1. Dalam UU 28 tahun 2009 tentang Pajak Daerah dan Retribusi Daerah (PDRD), ada 2 jasa
layanan sanitasi yaitu : 1. Penyedotan Kakus, dan 2. Pengolahan Limbah Cair. Kedua kegiatan
ini dikategorikan bukan pajak (Non-pajak) sehingga sifatnya tidak wajib. Pengguna jasa akan
membayar bila telah diberikan layanan (dalam hal ini jasa layanan sanitasi).
2. Karena tidak wajib (butir 1), maka lingkup pasar jasa layanan ini menjadi terbatas sehingga
hasil pungutan jasa tidak pernah bisa menutupi biaya operasi dan tidak berfungsinya
prasarana dan sarana sistem pengolahan (lumpur tinja);
3. Terbatasnya pasar jasa layanan sanitasi ini mempengaruhi sistem pembayaran jasa.

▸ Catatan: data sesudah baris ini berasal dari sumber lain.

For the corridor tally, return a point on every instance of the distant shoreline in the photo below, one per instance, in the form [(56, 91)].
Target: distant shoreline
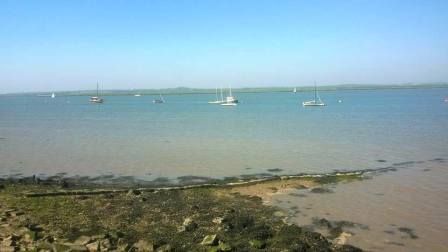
[(189, 91)]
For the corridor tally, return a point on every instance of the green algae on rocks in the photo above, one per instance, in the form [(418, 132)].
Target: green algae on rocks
[(194, 219)]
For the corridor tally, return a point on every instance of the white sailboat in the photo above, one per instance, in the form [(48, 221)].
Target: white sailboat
[(230, 100), (316, 102), (158, 100), (97, 98), (217, 101)]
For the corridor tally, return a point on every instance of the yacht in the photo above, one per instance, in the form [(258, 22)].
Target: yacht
[(158, 100), (230, 100), (97, 98), (316, 102)]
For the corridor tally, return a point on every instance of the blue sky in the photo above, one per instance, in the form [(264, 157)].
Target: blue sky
[(69, 45)]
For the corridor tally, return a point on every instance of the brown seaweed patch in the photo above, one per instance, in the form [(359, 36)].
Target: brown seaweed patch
[(299, 195), (438, 160), (193, 179), (161, 180), (407, 163), (395, 243), (321, 190), (335, 228), (275, 170), (410, 232)]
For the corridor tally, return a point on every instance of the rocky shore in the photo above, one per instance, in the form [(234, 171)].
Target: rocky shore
[(55, 217)]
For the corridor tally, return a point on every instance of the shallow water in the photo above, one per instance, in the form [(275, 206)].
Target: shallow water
[(415, 197), (130, 136)]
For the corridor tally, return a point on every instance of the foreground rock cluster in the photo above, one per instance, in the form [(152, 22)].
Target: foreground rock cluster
[(198, 219)]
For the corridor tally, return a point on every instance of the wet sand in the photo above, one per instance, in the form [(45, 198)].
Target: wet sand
[(402, 210)]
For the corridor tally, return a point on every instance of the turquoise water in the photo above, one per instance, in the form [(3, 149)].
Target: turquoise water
[(130, 136)]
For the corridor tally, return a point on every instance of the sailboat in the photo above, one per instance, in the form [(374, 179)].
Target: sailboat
[(97, 98), (316, 102), (158, 100), (230, 100), (217, 101)]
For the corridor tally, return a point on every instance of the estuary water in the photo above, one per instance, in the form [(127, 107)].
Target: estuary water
[(131, 136)]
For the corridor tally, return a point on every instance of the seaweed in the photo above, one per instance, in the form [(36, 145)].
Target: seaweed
[(410, 232)]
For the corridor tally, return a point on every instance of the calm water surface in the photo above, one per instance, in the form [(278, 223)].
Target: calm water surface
[(186, 136), (130, 136)]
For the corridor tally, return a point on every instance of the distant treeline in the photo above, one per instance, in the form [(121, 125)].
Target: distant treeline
[(186, 90)]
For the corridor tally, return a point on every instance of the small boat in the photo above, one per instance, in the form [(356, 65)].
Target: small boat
[(230, 100), (228, 104), (217, 101), (316, 102), (97, 98), (158, 100)]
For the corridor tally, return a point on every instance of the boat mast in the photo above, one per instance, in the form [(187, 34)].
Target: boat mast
[(222, 97)]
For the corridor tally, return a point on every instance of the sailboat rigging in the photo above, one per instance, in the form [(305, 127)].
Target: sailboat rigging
[(317, 101)]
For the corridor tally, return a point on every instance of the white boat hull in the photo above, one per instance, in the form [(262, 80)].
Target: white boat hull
[(216, 102), (313, 103)]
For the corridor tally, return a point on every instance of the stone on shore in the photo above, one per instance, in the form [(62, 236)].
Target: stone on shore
[(82, 240), (143, 246), (209, 240)]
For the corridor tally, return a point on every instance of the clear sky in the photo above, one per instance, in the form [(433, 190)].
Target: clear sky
[(69, 45)]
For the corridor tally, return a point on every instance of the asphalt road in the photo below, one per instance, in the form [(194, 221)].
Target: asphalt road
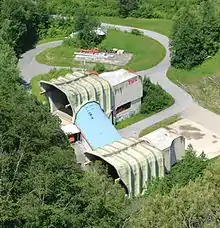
[(184, 104)]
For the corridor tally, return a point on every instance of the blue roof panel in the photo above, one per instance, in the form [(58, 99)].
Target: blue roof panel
[(95, 126)]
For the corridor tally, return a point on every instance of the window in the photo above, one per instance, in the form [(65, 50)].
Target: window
[(123, 107)]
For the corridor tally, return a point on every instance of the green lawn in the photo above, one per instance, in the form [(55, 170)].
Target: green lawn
[(157, 25), (163, 123), (131, 120), (46, 40), (202, 82), (146, 52), (58, 56), (35, 89)]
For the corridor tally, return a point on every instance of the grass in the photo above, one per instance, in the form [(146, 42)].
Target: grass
[(158, 25), (35, 89), (46, 40), (146, 51), (202, 82), (163, 123), (131, 120), (58, 56)]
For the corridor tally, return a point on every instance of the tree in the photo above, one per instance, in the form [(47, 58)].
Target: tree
[(187, 40), (195, 205), (186, 170), (41, 183), (210, 26), (195, 35), (19, 22), (126, 7), (85, 25)]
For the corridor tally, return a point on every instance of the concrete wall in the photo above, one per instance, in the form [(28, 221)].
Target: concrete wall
[(128, 91), (174, 153), (135, 108)]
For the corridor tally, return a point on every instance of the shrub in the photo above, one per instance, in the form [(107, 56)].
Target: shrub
[(136, 32)]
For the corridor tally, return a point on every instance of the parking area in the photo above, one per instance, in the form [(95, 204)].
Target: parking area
[(199, 137)]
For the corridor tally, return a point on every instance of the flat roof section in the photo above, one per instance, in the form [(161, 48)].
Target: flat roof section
[(161, 138), (95, 126), (198, 136), (118, 76)]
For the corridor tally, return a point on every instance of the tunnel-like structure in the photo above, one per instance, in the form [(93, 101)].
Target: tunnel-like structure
[(95, 126), (135, 161), (67, 94)]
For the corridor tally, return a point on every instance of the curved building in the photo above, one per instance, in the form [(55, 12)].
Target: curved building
[(67, 94), (95, 126)]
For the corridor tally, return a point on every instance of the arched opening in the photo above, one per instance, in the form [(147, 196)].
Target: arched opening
[(112, 172), (59, 103)]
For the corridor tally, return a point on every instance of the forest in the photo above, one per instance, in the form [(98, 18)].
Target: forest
[(41, 185)]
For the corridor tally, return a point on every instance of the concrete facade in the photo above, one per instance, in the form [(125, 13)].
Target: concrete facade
[(171, 143), (127, 89)]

Memanfaatkan sistem pembayaran air minum adalah solusi, tetapi hanya terbatas bagi para
pelanggan air minum saja. Selebihnya, yang bukan pelanggan air minum, belum ada solusi
bagi pembayaran yang efisien.
4. Kuncinya adalah bagaimana agar pasar jasa layanan sanitasi ini bisa menyeluruh dan total
atau diikuti sebanyak-banyaknya masyarakat pengguna, yaitu bagaimana agar pelangganan
jasa layanan sanitasi menjadi wajib. Untuk itu harus ada perspektif bahwa jasa layanan
sanitasi tidak terbatas pada aspek services, tetapi juga diartikan bahwa orang pribadi dan
badan adalah penghasil air limbah yang bisa mencemari lingkungan. Dengan kata lain
mereka adalah pencemar lingkungan. Dengan prinsip Pencemar membayar sebagaimana
tertuang pada pasal 2 UU 32 tahun 2009 tentang Perlindungan dan Pengelolaan Lingkungan
Hidup, maka bisa didefinisikan bahwa orang pribadi atau rumah tangga dan badan sebagai
pencemar lingkungan harus membayar. Dengan prinsip ini, penggunaan jasa layanan sanitasi
menjadi wajib. Wajib menjadi pelanggan ini terutama bagi mereka pengguna jasa layanan
sanitasi yang belum terdaftar. Umumnya adalah bakal pelanggan penyedotan lumpur tinja.
5. Bilamana hal tersebut disepakati melalui peraturan, misalnya permendagri, maka diperlukan
berbagai persiapan. Bila ini berhasil, maka pengembangan layanan sanitasi di daerah akan
menjadi prima dan akan berkembang berkelanjutan.